SSDs for the masses, 2014 edition

If you’re looking for alternatives to nasty platters of spinning rust for storing your data, I have good news for you: SSDs are getting cheaper, and fast. They aren’t as cheap as rust, but there’s probably a good reason for that if you think about it for a minute.

PNY has been tempting me all year with the PNY XLR8, a 240 GB drive that typically sells for $80-$90 after a rebate. It uses an inexpensive controller to deliver middling performance, but compared to the speed that spinning rust can deliver, it’s still going to be pretty good. Then Micron came along with its Crucial MX100, which delivers 240 GB for $110, or 480 GB for $225, along with enthusiast-grade performance. Buying a drive from PNY makes me a bit nervous because they’re buying memory from Micron. Micron makes good memory of course, but Micron and Intel get first dibs because they jointly own the factory. So the best Micron-branded memory goes into Micron’s own drives. The rest of the best gets Intel’s branding on it and goes into Intel drives. Companies like PNY get the second-best stuff.

So, all things being equal, I always recommend buying drives from companies that own the factories. That means buying drives from Micron, Intel, Samsung, Toshiba, and Sandisk. They get the best chips, so their drives will probably last longer than drives made with the chips they chose to sell to someone else. On top of that, they know their chips better than anyone else does so they can wring more performance out of their chips than a company like PNY can.
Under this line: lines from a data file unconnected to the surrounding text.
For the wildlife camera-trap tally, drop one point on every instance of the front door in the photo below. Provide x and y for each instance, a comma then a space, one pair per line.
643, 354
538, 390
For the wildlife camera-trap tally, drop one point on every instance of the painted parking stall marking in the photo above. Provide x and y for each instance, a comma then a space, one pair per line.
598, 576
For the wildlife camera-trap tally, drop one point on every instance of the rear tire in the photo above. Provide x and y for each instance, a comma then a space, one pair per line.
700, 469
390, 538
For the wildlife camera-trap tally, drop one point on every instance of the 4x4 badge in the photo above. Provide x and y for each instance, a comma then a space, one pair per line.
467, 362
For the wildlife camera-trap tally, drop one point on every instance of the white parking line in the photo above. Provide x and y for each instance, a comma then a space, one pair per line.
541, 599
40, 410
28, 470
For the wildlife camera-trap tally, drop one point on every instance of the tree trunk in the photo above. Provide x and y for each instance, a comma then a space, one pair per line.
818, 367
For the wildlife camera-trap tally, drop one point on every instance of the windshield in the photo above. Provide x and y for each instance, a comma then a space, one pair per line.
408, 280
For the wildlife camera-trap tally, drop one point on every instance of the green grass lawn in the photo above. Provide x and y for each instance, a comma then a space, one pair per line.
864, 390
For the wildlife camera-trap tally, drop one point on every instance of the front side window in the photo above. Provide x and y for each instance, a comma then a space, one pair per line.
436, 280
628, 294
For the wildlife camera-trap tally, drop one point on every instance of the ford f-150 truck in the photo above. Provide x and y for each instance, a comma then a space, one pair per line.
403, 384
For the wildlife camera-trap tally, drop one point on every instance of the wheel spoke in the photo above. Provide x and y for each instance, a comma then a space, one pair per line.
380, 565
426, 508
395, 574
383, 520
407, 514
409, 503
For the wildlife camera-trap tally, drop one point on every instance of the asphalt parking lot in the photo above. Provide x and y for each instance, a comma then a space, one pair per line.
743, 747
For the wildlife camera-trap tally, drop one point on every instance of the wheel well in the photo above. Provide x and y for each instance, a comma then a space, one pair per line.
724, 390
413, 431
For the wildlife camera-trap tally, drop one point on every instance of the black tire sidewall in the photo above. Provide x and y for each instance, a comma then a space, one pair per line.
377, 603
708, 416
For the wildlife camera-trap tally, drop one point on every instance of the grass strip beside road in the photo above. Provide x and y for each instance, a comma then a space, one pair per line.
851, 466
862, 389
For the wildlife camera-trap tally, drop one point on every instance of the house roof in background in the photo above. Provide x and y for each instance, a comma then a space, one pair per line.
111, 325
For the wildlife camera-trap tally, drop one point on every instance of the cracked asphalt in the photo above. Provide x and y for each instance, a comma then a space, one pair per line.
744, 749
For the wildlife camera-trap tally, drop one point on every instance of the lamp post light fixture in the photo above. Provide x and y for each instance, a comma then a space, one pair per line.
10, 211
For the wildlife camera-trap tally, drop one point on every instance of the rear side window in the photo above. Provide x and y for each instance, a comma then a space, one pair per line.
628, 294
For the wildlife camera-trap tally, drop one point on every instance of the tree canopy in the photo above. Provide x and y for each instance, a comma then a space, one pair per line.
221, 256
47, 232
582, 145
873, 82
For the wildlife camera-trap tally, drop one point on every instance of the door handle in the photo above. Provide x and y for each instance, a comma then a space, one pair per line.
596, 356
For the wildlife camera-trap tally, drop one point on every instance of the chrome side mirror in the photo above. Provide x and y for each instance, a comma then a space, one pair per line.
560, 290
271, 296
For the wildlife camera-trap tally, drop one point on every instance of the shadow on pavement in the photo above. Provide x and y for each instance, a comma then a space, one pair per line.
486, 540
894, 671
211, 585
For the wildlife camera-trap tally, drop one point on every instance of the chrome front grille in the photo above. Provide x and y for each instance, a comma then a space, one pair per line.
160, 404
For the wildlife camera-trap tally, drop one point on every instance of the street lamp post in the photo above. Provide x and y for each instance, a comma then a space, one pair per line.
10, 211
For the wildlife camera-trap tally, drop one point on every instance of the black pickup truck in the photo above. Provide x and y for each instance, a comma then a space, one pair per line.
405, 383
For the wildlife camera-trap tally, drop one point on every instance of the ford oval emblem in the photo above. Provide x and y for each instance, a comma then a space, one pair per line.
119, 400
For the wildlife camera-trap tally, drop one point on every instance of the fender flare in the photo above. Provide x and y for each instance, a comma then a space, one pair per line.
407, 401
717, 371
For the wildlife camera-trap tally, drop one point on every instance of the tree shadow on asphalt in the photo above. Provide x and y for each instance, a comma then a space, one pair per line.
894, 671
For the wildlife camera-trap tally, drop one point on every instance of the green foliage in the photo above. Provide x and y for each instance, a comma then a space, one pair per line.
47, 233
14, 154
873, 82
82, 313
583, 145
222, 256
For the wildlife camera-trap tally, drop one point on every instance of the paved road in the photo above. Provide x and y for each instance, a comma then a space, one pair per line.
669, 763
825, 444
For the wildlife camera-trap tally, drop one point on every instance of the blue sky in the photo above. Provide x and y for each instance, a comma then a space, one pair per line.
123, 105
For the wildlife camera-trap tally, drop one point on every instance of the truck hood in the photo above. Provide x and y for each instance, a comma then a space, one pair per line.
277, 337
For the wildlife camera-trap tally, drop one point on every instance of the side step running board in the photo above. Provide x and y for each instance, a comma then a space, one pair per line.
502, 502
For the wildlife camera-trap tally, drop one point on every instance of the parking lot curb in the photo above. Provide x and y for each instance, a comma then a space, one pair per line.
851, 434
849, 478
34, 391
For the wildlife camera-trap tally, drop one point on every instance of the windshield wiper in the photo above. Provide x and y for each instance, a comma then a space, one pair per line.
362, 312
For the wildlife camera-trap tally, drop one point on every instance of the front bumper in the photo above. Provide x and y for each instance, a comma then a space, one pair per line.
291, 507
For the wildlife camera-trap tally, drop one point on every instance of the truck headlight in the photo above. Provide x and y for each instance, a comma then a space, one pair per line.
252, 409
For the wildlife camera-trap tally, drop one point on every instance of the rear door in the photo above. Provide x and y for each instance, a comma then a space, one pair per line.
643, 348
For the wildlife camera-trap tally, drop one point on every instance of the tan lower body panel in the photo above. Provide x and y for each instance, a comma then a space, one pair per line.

For the price PNY was asking, I seriously considered buying the drive anyway. But not when Micron can offer its reliablity and performance for $10 more at the 240 GB level, or double me to 480 GB while only charging a $5 premium for the highest available capacity. (You still almost always pay a premium for the highest capacity SSDs in a family of drives.)

Micron has always delivered good drives that delivered a good combination of reliability and performance, but I can’t remember there ever being a time that they were a value leader. Suddenly they are, and I think this means things are about to get interesting.